As the project moves forward, Fichtenberg expressed his confidence that the solar field “will catalyze international investments in Burundi.”
“The country itself is a post-conflict country,” he said. “The government is taking proactive stances on reforming regulations to allow for private investments to come into Burundi.”
Anne Casper, the US ambassador to Burundi, made similar comments in a statement following the launch ceremony, stressing how the field’s success “will be a positive signal to other potential investors” who are waiting to see if Burundi has a stable and predictable investment environment.
“We are working together very hard and very closely – the US, Burundi, the Netherlands and Gigawatt Global – to make this project a success [and] to enable the whole country to get energy, and this will lead to the country’s economic development,” Casper said.
Burundi’s electricity supply comes largely from hydropower, but the country suffers from a severe energy gap and often has to resort to using costly and polluting diesel fuel. The electricity generated by the solar field will be able to either displace the power coming from diesel or expand the output to new customers, Fichtenberg explained.
“By adding additional electricity onto the grid now, it does allow for economic stimulation to happen,” he said.
In Fichtenberg’s opinion, the project could also specifically attract more Israeli companies to consider investing in Burundi.
“East Africa is a big destination for Israelis to go to do business,” he told the Post.
“For Israelis to be able to see that there’s another country in East Africa that is open for business, that’s an important element for the local Israeli community as well,” he added.
In response to the field’s opening, Belayenesh Zevadia, Israel’s ambassador to Ethiopia, Burundi and Rwanda, expressed support for the company’s newest project in a letter last week.
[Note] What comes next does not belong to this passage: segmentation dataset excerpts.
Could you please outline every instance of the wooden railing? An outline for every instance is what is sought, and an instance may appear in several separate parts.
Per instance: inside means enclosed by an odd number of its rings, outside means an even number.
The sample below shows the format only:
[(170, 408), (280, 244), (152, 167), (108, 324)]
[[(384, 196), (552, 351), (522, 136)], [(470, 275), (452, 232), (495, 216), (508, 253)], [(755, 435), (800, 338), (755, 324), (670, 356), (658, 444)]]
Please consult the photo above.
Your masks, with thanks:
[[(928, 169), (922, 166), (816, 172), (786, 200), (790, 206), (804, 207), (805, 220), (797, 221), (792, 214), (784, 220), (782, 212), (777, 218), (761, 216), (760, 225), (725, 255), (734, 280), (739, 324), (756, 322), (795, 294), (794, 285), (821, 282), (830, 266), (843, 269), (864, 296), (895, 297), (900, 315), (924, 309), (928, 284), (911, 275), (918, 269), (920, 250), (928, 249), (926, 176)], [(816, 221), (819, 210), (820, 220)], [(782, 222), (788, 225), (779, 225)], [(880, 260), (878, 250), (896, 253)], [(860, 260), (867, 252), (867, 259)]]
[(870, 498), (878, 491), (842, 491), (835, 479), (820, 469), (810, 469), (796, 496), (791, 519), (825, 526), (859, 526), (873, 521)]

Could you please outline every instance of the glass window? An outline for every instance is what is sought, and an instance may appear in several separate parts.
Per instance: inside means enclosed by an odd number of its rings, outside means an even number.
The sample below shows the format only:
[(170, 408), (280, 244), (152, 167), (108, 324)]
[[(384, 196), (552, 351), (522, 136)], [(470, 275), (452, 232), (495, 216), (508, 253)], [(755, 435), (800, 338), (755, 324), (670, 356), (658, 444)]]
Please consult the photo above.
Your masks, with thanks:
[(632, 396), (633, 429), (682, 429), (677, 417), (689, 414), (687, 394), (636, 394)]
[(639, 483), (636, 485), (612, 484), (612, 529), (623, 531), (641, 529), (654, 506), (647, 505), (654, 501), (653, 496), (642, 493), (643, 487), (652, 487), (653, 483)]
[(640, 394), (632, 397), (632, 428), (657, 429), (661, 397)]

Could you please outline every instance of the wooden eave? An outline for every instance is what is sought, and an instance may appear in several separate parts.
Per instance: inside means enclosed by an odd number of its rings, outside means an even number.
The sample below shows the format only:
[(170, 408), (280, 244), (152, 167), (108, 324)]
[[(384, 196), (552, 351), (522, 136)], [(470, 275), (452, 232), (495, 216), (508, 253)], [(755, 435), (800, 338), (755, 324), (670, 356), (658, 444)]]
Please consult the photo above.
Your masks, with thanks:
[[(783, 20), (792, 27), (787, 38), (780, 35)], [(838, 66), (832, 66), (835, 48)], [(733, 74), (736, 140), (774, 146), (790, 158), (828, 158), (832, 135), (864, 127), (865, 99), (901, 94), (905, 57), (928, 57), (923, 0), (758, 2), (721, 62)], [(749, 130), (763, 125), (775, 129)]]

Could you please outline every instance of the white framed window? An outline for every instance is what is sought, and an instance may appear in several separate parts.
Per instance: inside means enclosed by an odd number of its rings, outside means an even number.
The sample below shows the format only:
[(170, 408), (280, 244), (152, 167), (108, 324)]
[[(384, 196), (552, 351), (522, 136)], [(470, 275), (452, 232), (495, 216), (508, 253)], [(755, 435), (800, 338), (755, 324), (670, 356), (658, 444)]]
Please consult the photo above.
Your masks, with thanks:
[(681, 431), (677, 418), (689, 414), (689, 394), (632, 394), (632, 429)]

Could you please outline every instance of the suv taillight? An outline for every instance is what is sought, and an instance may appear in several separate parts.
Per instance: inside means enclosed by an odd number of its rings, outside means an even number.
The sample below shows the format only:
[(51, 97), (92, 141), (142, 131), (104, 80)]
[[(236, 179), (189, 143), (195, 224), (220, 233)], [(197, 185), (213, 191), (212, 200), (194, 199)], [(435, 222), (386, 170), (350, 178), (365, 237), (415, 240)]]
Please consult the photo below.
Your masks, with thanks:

Since the launch of the previous field in Rwanda, Zevadia stressed that she has been confident in Gigawatt’s abilities to repeat such efforts in other African countries.
“I am honored to hear that you chose Burundi to use the lessons learned from neighboring Rwanda and repeat the modern solar technology for clean, predictable and domestically produced energy to empower the people of Mubuga, Gitega,” Zevadia said.
The Burundian project has received financial support through a grant from the Energy and Environment Partnership (a joint Finland, UK and Austria fund) and the Belgian Investment Company for Developing Countries, in order to cover the studies relevant to constructing the field.
The field also has the support of the African-EU Renewable Energy Cooperation Program and the Renewable Energy Performance Platform, which are currently engaging in the project with due diligence.